When taking a nonlinear, continuous time model and going to a linear, discrete time one (for example, when doing MPC), there are often questions about whether to linearize and then discretize, or discretize and then linearize, and up to what order. In other words, it is a question of whether or not the following diagram commutes:
Start by considering a nonlinear continuous time model as: \[ \dot x = f(x,u), \] which we would like to convert to a linear discrete time model at some period \(dt\).
Let’s start with the standard approach of linearizing first: \[ \dot x = f(\bar x, \bar u) + \frac{df}{dx}\Big\vert_{\bar x, \bar u}(x-\bar x) + \frac{df}{du}\Big\vert_{\bar x, \bar u}(u - \bar u). \] Now discretizing, we have: \[ x_{k+1} = x_k + \Bigg(f(\bar x, \bar u) + \frac{df}{dx}\Big\vert_{\bar x, \bar u}(x_k-\bar x) + \frac{df}{du}\Big\vert_{\bar x, \bar u}(u_k - \bar u)\Bigg)dt, \]
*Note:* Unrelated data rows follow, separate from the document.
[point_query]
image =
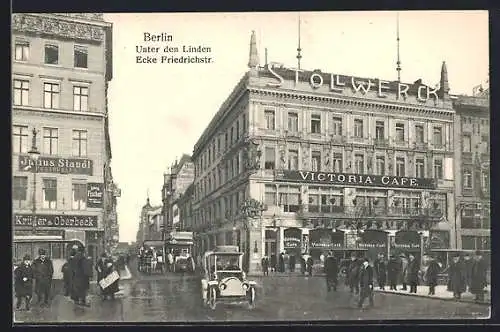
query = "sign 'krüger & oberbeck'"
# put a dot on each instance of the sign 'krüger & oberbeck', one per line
(339, 82)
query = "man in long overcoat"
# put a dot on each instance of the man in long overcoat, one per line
(431, 275)
(365, 283)
(43, 270)
(80, 277)
(381, 271)
(23, 283)
(413, 268)
(331, 271)
(392, 272)
(353, 274)
(478, 277)
(457, 277)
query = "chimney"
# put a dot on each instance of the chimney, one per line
(253, 60)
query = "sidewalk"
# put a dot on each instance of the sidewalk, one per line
(441, 293)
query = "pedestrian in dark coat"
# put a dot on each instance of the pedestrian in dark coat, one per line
(66, 271)
(273, 263)
(292, 262)
(281, 263)
(365, 283)
(43, 270)
(108, 268)
(393, 272)
(413, 268)
(331, 271)
(80, 277)
(309, 264)
(478, 277)
(456, 275)
(265, 265)
(23, 283)
(381, 271)
(403, 271)
(353, 275)
(468, 262)
(431, 275)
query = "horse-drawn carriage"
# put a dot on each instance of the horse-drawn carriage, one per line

On the other hand, if we first take a one step Euler discretization first:
\[
x_{k+1} = x_k + f(x_k,u_k)dt,
\]
and now it’s first order linearization:
\[
\begin{align}
x_{k+1} &= \bar x + f(\bar x,\bar u)dt + \Bigg((x_k-\bar x) + \frac{df}{dx}\Big\vert_{\bar x, \bar u}(x_k -\bar x) + \frac{df}{du}\Big\vert_{\bar x, \bar u}(u_k - \bar u)\Bigg)dt \notag \\
&= x_k + \Bigg(f(\bar x, \bar u) + \frac{df}{dx}\Big\vert_{\bar x, \bar u}(x_k-\bar x) + \frac{df}{du}\Big\vert_{\bar x, \bar u}(u_k - \bar u)\Bigg)dt, \notag
\end{align}
\]
which agrees with what we had before.
In practice though, if you linearize and then discretize then you will likely use the exact discretezation (the discrete update map for LTI systems can be written down explicitly), and therefore may introduce less approximation error than first discretizing and then linearizing.